American, British collectors snap up stamps showing former Iraqi leader Saddam Hussein.
BAGHDAD - Reckoned to be Iraq's top expert on cement, Anis Amjad does the rounds of factories during the week but nothing can stop him conducting the stamp auction in old Baghdad every Saturday.
On that day the 56-year-old chemical engineer takes off his white coat and raises his auctioneer's gavel. The lots are knocked down in an old Ottoman building dating from 1908 which, nine years later, became the first British Post office and where a traditional red letter box still adorns the facade.
"I am head of the inspection department at the industry ministry and I supervise Iraq's cement works. But I have always declined foreign assignments so as not to miss this meeting," says the confirmed bachelor, who first ran the auction 12 years ago.
Interest is reviving fast at the Iraqi Philatelic and Numismatic Society, founded in 1951, which has only recently resumed meeting after three years of suspension.
Official membership stands at more than 2,000, though only around 80 are active buyers and sellers.

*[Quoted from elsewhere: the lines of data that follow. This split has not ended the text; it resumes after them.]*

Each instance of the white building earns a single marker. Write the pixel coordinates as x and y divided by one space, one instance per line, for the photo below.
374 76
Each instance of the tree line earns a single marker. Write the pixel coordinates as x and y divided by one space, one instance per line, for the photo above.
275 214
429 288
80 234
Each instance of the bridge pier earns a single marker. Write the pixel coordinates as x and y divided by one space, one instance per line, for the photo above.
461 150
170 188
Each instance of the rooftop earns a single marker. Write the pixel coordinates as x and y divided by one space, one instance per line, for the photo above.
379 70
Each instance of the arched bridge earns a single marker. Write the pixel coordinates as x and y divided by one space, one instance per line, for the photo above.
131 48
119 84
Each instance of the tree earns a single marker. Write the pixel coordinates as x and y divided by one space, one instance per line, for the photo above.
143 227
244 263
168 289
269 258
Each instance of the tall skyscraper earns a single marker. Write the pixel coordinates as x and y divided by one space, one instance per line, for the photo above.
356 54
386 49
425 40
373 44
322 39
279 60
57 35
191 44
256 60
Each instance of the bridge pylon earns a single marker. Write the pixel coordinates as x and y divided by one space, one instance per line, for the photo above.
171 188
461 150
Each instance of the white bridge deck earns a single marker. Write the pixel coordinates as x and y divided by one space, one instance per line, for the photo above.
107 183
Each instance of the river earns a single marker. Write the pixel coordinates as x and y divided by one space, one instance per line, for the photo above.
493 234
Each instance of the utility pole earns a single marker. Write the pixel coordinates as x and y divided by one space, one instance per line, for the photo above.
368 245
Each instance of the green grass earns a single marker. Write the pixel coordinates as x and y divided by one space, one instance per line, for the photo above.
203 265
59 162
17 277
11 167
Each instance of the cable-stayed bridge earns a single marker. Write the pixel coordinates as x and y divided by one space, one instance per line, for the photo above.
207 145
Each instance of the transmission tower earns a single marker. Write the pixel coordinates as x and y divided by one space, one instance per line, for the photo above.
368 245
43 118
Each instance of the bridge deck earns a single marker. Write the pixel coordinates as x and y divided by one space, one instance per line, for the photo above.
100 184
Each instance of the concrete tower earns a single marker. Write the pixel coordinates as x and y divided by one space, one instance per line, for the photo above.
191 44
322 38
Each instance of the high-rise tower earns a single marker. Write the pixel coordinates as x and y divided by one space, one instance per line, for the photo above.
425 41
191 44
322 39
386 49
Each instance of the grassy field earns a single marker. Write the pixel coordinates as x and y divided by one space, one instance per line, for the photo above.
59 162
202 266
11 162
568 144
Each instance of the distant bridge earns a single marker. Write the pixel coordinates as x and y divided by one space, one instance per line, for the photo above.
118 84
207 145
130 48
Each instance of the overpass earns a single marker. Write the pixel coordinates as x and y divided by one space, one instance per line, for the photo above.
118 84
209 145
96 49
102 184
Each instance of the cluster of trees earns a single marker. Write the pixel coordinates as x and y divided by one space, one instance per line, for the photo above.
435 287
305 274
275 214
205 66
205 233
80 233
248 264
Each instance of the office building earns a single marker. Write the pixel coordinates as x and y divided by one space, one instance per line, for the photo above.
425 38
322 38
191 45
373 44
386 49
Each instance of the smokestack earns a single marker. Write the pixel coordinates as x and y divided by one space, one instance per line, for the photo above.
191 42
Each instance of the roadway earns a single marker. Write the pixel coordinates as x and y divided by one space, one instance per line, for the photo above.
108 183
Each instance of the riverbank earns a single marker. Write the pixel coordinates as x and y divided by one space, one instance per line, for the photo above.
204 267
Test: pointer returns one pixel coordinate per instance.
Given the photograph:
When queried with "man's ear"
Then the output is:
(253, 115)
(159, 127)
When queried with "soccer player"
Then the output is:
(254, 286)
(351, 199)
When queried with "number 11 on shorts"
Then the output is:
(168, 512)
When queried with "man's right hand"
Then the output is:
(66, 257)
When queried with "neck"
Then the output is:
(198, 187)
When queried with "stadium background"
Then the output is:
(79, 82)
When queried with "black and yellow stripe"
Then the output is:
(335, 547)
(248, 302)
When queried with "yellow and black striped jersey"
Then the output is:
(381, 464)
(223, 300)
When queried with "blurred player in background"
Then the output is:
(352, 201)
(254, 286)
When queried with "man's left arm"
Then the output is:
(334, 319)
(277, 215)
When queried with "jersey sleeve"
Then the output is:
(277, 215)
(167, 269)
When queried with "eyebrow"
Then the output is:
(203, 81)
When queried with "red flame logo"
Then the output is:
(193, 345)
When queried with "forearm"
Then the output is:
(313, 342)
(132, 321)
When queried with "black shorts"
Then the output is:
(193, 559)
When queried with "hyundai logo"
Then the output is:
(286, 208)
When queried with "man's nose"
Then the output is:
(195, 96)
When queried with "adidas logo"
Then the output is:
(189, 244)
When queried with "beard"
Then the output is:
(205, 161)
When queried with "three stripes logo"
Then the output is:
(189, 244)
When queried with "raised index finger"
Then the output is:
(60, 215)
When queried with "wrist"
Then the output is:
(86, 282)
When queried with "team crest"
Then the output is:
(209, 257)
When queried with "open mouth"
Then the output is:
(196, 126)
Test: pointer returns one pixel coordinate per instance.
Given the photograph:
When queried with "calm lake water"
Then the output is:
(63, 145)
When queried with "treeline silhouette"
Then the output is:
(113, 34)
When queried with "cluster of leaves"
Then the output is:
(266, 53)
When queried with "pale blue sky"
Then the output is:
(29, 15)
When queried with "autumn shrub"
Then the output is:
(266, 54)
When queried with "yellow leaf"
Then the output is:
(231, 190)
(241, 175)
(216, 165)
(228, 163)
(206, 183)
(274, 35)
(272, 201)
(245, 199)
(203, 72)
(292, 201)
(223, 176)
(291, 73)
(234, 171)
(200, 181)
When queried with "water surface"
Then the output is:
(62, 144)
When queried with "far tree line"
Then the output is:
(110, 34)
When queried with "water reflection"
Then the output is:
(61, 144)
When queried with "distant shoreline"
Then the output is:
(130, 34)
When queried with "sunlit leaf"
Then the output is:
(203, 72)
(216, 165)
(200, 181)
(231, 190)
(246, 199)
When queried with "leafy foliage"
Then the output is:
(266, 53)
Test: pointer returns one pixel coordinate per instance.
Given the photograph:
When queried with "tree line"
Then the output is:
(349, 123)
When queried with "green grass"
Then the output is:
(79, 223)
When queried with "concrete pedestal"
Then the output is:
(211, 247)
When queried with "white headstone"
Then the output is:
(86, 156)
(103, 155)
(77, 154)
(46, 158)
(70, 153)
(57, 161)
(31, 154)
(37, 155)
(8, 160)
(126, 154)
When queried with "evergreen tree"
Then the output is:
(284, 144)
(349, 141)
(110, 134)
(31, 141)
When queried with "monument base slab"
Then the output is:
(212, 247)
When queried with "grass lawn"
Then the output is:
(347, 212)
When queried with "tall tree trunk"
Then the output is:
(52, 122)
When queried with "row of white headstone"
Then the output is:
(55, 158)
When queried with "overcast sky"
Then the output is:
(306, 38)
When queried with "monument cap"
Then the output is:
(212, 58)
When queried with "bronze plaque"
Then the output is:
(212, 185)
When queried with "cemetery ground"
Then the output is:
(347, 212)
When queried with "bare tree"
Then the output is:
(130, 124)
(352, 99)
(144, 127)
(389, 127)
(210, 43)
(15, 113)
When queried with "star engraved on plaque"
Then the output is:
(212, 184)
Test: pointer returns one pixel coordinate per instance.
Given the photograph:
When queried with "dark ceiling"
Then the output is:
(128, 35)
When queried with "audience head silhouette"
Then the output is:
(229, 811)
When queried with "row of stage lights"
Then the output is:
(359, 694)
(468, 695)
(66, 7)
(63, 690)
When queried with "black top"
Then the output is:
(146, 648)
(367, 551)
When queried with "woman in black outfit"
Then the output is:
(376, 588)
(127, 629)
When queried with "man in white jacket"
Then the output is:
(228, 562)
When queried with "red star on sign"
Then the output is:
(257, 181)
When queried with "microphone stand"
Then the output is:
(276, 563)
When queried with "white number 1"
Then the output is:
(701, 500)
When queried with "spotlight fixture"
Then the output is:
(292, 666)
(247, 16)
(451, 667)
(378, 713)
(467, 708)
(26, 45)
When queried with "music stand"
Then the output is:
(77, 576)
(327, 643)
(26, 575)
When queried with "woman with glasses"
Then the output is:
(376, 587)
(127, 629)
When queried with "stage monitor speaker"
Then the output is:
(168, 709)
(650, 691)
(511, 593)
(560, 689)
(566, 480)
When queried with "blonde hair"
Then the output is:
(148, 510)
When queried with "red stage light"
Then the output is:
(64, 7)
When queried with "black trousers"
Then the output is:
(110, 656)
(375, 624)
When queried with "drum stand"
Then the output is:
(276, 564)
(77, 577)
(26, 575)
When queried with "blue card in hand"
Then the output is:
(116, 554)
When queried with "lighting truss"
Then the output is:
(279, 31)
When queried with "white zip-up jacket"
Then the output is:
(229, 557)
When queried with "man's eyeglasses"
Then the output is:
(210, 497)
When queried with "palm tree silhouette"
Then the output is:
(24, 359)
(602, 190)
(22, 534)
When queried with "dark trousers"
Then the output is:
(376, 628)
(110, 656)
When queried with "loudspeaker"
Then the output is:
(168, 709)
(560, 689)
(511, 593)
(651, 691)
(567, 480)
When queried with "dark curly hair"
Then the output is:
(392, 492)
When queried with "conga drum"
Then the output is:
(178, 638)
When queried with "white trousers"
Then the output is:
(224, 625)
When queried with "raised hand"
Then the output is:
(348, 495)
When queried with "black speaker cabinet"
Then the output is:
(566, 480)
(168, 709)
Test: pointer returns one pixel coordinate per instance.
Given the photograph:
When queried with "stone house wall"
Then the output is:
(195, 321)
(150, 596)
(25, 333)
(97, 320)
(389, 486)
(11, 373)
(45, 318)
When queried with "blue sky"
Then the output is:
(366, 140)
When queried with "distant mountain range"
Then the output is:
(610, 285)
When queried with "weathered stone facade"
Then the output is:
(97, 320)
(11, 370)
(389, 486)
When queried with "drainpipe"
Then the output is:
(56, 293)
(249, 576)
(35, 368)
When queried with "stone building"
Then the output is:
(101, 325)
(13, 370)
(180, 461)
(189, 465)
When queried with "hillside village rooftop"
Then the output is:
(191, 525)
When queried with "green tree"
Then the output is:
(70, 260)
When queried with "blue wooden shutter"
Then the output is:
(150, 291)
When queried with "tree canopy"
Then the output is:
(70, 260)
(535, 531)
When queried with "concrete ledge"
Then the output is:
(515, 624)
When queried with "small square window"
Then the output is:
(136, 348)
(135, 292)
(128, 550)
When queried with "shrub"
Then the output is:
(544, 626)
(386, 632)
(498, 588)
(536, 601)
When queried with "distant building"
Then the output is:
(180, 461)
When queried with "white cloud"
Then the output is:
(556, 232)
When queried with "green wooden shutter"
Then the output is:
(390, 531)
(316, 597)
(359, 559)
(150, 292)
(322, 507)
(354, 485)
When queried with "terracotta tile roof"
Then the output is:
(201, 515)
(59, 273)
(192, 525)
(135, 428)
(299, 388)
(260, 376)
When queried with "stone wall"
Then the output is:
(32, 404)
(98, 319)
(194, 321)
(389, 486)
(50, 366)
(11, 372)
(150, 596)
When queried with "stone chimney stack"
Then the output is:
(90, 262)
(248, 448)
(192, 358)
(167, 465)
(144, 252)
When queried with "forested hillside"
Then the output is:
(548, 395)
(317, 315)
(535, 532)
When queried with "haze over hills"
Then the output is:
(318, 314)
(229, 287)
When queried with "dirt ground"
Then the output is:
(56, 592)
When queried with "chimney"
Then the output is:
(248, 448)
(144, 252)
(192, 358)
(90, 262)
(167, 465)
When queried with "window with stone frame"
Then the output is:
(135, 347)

Stamp prices are rising sharply, in particular any ones showing Saddam Hussein.
"American and British collectors snap up stamps with Saddam on them," says Kamal Kamel, 46, who runs a stall in the Bab al-Muazzam district where the society meets.
"Unlike us, they couldn't get enough of him -- they could not buy the stamps, because of the embargo," he said, referring to UN sanctions on trade with Iraq introduced after Saddam Hussein invaded Kuwait in 1990, but remained there even after the end of the invasion.
"A series showing Saddam Hussein which was worth 200 dinars sells today for 5,000 dinars (4.3 dollars). My monthly revenues have passed from 200 to 1,500 dollars. Prices really have risen," Kamel said.
"Only Iraqis come into my shop but I have an intermediary with access to the Green Zone who sells a lot to American soldiers and diplomats," he added.
Sitting round a long table, 30 or so dealers and collectors examine the stamps, bank notes and coins which comprise the lots on offer that day.
Anis livens up the sale with auctioneer's patter but all the bids are below prices given in foreign catalogs.
Festooning walls of the room are photocopies of letters from the British Philatelic Association dating from 1917, along with many stamps from Iraq and other Arab countries.
Since Iraq's first stamp in 1917, the postal service has issued 1,824 series of stamps, including 24 from after the fall of Saddam.
Garo Manaskan, a 51-year-old Iraqi of Armenian origin who is an accountant and runs a well-known Baghdad restaurant, is selling several items from his collection of three million stamps.
"I started at the age of six. It is my passion -- when some cease to please me I sell them to buy others," he says.
Next to him, Haqqi Abdel Karim, a 45-year-old coin enthusiast, is at the auction for the first time in three years since seeking exile in Syria after the US-led invasion.
"Today things are better and I am thinking of coming back but the association should move. This is not a safe district," Karim said.
"Two thirds of the people around this table made a lot of money by taking part in or even leading the looting of post offices which happened in the wake of the American invasion," confides Mohammed Dhia, an active member of the society.
"When you accuse them, some go silent and others promise to give them back without having any intention of doing so. Then there are those who try to convince you the stamps are better off in their hands than with philistines knowing nothing of philately," he added.
His point is illustrated by the society's location at al-Koshla ("clock" in Turkish) post office, in Seraglio Street in Bab al-Muazzam neighborhood, where the stamp museum stood before 2003. The museum's collections were all stolen and sold... to stamp collectors.